Figure 4. Death receptor ligation promotes mitochondrial fragmentation, mitochondrial clustering, and membrane “scrambling”

Cell surface death receptors concentrate in GD3-containing lipid rafts (in red) (146). Upon death ligand engagement, receptors recruit death adaptors and are internalized with rafts to specific endosomal compartments such as “TNF receptosomes” to promote caspase-8 (C8) activation (150, 151). Receptosomes fuse with precursor hydrolase-containing Golgi-derived vesicles to form lysosomal multivesicular bodies that activate A-SMase and cathepsin D (CTSD). Caspases and cathepsins cleave Bid to promote Bax/Bak activation, cytochrome c release and caspase activation (33, 42, 43). Mitochondrial-localized caspase-8 cleaves ER localized BAP31 to a p20 fragment which promotes ER calcium release (35, 71), PP2B activation and Drp1 dephosphorylation (70) and mitochondrial fragmentation.

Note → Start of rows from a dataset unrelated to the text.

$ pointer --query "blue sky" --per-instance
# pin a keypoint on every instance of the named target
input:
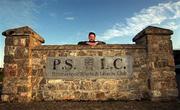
(69, 21)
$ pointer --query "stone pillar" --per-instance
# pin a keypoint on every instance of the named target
(19, 43)
(160, 61)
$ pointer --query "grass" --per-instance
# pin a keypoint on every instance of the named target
(1, 76)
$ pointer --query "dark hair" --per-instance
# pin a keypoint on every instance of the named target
(92, 33)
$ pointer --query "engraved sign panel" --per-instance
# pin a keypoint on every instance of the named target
(88, 67)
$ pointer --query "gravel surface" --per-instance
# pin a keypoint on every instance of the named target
(90, 105)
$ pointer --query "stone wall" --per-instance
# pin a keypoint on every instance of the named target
(153, 76)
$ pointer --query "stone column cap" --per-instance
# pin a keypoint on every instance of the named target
(22, 31)
(152, 30)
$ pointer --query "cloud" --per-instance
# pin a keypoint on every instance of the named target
(17, 12)
(164, 14)
(70, 18)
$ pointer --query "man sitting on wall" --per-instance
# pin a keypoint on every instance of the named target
(92, 40)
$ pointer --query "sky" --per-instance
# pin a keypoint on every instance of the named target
(69, 21)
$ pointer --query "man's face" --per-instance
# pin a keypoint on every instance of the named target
(92, 37)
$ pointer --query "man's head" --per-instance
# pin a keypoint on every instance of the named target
(92, 36)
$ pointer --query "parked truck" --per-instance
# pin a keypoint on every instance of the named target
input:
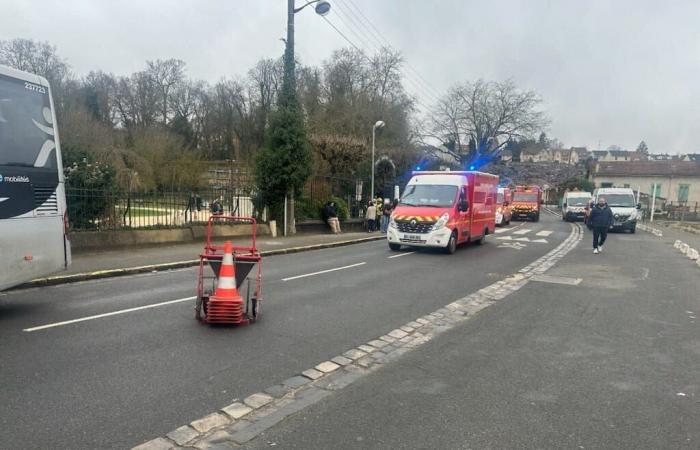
(444, 209)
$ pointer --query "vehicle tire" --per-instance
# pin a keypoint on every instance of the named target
(451, 244)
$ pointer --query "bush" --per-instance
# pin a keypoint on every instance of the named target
(91, 187)
(306, 208)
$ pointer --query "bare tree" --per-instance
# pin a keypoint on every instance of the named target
(489, 113)
(165, 75)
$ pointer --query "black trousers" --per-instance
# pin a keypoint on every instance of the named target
(600, 234)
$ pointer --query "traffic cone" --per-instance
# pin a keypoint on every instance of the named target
(226, 305)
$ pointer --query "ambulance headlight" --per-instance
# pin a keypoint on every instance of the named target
(441, 222)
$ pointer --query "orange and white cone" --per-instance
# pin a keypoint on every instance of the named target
(226, 305)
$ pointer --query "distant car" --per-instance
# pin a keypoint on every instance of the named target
(622, 202)
(503, 206)
(574, 206)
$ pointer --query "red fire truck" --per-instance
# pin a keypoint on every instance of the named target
(527, 203)
(444, 209)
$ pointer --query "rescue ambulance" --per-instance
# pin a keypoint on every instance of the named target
(504, 206)
(527, 202)
(444, 209)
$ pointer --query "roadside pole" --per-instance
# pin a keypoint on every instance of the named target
(653, 201)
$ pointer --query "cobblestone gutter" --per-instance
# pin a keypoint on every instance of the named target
(243, 420)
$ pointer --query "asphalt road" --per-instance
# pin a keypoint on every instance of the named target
(117, 381)
(610, 363)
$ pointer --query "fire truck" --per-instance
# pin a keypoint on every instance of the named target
(527, 203)
(444, 209)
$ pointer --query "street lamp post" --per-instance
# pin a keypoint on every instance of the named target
(378, 124)
(289, 85)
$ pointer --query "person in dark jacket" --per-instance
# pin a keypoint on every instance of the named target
(600, 220)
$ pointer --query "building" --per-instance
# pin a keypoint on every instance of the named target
(676, 181)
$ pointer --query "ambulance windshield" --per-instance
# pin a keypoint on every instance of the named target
(434, 195)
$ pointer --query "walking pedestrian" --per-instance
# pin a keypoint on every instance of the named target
(371, 216)
(386, 214)
(331, 214)
(600, 220)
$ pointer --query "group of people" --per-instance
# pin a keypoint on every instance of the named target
(378, 214)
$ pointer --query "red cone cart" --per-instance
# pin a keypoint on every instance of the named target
(222, 297)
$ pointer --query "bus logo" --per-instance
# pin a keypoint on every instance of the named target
(34, 87)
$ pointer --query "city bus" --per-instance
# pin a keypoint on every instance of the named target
(33, 222)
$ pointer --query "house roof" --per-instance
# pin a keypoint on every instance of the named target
(649, 168)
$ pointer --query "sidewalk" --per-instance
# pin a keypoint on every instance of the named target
(671, 234)
(115, 262)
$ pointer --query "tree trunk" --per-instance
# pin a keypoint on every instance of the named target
(291, 221)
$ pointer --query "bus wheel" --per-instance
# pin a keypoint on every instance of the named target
(452, 244)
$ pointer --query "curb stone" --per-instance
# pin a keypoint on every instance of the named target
(113, 273)
(320, 384)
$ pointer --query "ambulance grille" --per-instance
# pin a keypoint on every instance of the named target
(419, 227)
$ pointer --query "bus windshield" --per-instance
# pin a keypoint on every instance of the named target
(619, 200)
(25, 124)
(525, 197)
(429, 195)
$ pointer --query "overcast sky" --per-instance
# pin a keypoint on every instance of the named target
(613, 72)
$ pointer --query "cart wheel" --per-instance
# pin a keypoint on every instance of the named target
(253, 309)
(201, 308)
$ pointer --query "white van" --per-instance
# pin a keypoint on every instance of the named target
(624, 207)
(574, 205)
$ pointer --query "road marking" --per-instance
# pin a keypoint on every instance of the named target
(513, 245)
(400, 255)
(323, 271)
(557, 280)
(113, 313)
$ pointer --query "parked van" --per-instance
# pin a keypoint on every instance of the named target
(503, 206)
(444, 209)
(574, 205)
(623, 205)
(527, 202)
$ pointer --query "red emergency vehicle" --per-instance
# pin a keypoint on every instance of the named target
(527, 203)
(444, 209)
(504, 206)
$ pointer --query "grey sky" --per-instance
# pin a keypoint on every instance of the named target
(609, 71)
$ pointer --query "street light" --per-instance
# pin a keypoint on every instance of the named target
(378, 124)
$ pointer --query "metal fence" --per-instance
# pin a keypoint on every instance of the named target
(113, 210)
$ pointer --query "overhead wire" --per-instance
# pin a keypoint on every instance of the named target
(378, 37)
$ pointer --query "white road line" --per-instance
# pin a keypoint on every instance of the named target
(400, 255)
(113, 313)
(323, 271)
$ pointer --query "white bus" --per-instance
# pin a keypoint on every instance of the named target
(33, 237)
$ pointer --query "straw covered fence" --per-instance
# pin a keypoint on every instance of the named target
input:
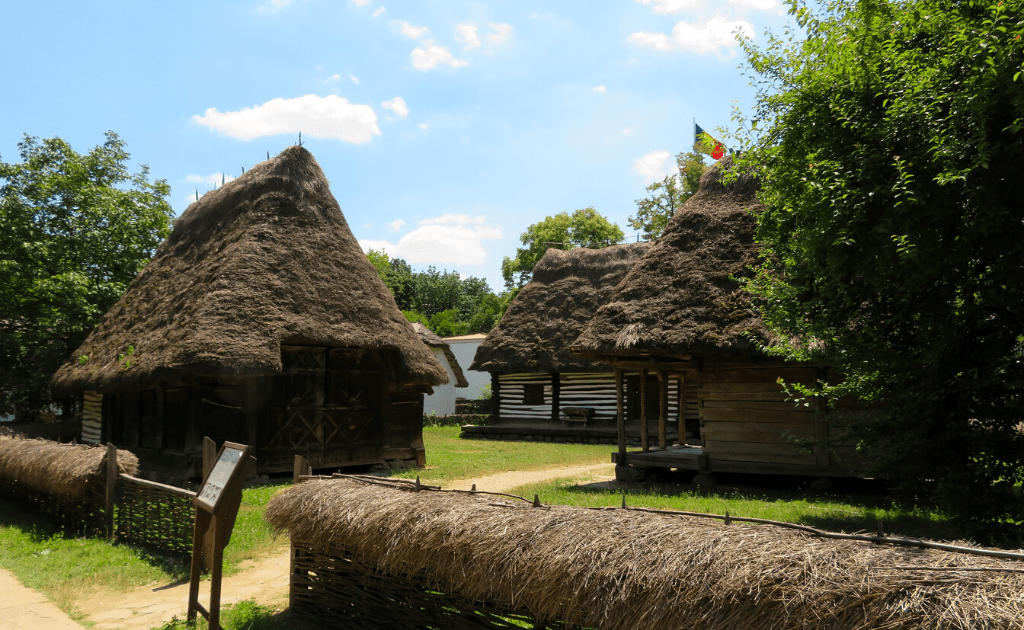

Mitochondrial DDP/TIMM8a release (66) and Drp1 sumoylation (67, 68) promote the translocation of Drp1 to mitochondrial scission sites as mitochondria travel in the (-)-end direction (111). Bax and Bid are also recruited to these scission sites that are rich in GD3 (in red). The accumulation of fragmented mitochondria at the MTOC in proximity to the Golgi results in a caspase dependent fragmentation of the Golgi (139) and a “scrambling” of Golgi membranes (in blue) with mitochondria (50). As GD3-contatining rafts (in red) internalize to endosomes and later localize to mitochondria, it is hypothesized that mitochondria act as “cargo boats” to carry GD3 from the cell surface to the nucleus and adjacent organelles (145).